Two-Round and Non-Interactive Concurrent Non-Malleable Commitments from Time-Lock Puzzles

2020 
Non-malleable commitments are a fundamental cryptographic tool for preventing (concurrent) man-in-the-middle attacks. Since their invention by Dolev, Dwork, and Naor in 1991, their round-complexity has been extensively studied, leading up to constant-round protocols based on one-way functions (OWFs), and three-round protocols based on sub-exponential OWFs, and standard polynomial-time hardness assumptions such as decisional Diffie--Hellman (DDH) and ZAPs (i.e., two-round witness-indistinguishable proofs).
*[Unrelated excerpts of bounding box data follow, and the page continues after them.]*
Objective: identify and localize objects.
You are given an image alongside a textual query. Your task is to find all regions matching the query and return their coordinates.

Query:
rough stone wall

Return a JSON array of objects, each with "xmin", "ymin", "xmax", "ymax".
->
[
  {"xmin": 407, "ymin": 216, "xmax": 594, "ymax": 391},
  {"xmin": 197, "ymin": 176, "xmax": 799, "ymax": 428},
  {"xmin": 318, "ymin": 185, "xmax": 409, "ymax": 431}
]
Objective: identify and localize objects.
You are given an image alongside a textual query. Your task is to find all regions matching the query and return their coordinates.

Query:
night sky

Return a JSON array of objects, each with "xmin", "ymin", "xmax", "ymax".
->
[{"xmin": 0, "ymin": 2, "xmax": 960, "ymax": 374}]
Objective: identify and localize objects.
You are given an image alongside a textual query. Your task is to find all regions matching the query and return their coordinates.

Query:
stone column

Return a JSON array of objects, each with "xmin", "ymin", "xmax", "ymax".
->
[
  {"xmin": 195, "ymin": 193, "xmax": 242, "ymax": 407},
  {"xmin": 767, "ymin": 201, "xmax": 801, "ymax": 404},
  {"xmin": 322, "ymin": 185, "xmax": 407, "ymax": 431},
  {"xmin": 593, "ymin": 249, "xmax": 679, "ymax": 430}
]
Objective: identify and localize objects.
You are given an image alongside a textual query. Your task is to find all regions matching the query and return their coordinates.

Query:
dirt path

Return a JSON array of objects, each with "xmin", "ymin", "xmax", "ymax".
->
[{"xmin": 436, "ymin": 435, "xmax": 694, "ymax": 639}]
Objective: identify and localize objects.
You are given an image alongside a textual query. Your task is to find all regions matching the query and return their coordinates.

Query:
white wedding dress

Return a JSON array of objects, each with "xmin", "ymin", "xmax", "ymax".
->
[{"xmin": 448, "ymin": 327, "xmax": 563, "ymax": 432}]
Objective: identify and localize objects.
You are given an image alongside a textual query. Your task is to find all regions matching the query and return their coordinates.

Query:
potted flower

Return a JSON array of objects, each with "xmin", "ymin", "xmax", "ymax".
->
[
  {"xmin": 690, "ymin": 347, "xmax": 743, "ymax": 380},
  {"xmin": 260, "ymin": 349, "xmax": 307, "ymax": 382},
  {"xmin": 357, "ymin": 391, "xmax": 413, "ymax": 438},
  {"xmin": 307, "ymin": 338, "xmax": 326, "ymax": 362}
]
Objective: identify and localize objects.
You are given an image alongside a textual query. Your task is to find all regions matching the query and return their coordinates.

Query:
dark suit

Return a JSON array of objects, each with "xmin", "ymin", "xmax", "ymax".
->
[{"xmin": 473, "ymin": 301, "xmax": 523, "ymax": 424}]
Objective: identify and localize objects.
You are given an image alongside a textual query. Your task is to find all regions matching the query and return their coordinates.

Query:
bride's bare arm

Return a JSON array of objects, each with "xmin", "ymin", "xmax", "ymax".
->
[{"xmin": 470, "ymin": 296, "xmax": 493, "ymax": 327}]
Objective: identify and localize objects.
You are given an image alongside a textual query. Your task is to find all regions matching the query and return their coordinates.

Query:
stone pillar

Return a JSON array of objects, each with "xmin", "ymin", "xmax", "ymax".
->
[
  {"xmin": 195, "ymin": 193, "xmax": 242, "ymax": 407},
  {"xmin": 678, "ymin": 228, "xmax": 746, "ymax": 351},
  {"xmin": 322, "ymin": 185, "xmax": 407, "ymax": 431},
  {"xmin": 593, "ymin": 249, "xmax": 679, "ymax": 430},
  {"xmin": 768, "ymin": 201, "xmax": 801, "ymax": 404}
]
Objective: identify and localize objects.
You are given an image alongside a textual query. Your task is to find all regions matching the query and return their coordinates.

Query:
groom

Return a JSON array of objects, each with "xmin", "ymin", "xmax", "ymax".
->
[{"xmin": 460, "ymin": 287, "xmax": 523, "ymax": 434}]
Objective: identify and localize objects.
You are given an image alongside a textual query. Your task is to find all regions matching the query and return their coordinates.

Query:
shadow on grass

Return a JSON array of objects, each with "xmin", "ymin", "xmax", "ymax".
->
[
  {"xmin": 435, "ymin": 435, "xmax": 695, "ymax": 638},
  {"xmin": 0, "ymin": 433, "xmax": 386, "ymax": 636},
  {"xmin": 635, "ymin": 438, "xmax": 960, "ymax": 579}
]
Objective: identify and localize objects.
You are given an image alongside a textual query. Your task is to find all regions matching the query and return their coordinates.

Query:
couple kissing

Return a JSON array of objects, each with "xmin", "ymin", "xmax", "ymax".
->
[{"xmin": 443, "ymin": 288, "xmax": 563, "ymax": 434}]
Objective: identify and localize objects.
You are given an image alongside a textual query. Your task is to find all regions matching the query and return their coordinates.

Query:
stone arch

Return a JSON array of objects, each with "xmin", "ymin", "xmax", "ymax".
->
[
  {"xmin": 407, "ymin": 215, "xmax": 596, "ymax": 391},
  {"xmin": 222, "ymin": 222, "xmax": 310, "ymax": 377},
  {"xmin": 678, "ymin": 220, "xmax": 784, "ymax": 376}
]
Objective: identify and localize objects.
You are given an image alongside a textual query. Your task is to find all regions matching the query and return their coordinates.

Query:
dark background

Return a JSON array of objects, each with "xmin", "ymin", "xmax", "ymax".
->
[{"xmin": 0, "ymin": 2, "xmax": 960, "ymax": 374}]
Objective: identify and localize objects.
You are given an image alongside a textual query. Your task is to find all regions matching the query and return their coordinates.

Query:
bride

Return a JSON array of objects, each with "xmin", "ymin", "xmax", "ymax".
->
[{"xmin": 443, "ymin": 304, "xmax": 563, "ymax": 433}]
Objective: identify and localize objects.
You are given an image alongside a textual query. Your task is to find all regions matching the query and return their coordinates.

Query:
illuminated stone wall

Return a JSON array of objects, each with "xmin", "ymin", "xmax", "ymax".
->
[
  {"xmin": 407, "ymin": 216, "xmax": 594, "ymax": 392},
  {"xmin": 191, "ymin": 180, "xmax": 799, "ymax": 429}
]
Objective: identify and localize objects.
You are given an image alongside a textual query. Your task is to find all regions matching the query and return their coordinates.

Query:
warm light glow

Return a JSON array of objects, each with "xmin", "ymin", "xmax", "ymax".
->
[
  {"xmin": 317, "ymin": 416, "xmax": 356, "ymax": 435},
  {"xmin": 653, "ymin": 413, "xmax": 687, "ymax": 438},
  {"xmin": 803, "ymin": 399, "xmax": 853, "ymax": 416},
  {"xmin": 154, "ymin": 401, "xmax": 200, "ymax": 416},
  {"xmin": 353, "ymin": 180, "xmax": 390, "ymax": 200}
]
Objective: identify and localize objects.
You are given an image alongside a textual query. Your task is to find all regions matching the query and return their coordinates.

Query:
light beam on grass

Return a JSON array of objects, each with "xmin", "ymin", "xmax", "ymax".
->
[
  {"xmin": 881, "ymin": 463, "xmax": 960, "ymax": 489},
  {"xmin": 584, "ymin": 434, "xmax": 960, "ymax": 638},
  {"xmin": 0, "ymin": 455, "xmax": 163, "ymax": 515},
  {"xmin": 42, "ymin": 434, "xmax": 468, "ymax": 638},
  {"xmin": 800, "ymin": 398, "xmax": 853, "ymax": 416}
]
But constructions of two-round, or non-interactive, non-malleable commitments have so far remained elusive; the only known construction relied on a strong and non-falsifiable assumption with a non-malleability flavor. Additionally, a recent result by Pass shows the impossibility of basing two-round non-malleable commitments on falsifiable assumptions using a polynomial-time black-box security reduction. In this work, we show how to overcome this impossibility using super-polynomial-time hardness assumptions. Our main result demonstrates the existence of two-round concurrent non-malleable commitments based on the following four primitives (all with sub-exponential security): (1) non-interactive commitments, (2) ZAPs (i.e., 2-round witness indistinguishable proofs), (3) collision-resistant hash functions, and (4) a “weak” time-lock puzzle. Primitives (1), (2), and (3) can be based on, e.g., the discrete log and the RSA assumption. Time-lock puzzles---puzzles that can be solved by “brute-force” in time $2^t$, but cannot be solved significantly faster even using parallel computers---were proposed by Rivest, Shamir, and Wagner in 1996 and have been extensively studied since. We additionally obtain a non-interactive (i.e., one-message) version of our protocol satisfying concurrent non-malleability w.r.t. uniform attackers and show that our non-malleable commitments satisfy an even stronger notion of chosen commitment attack security.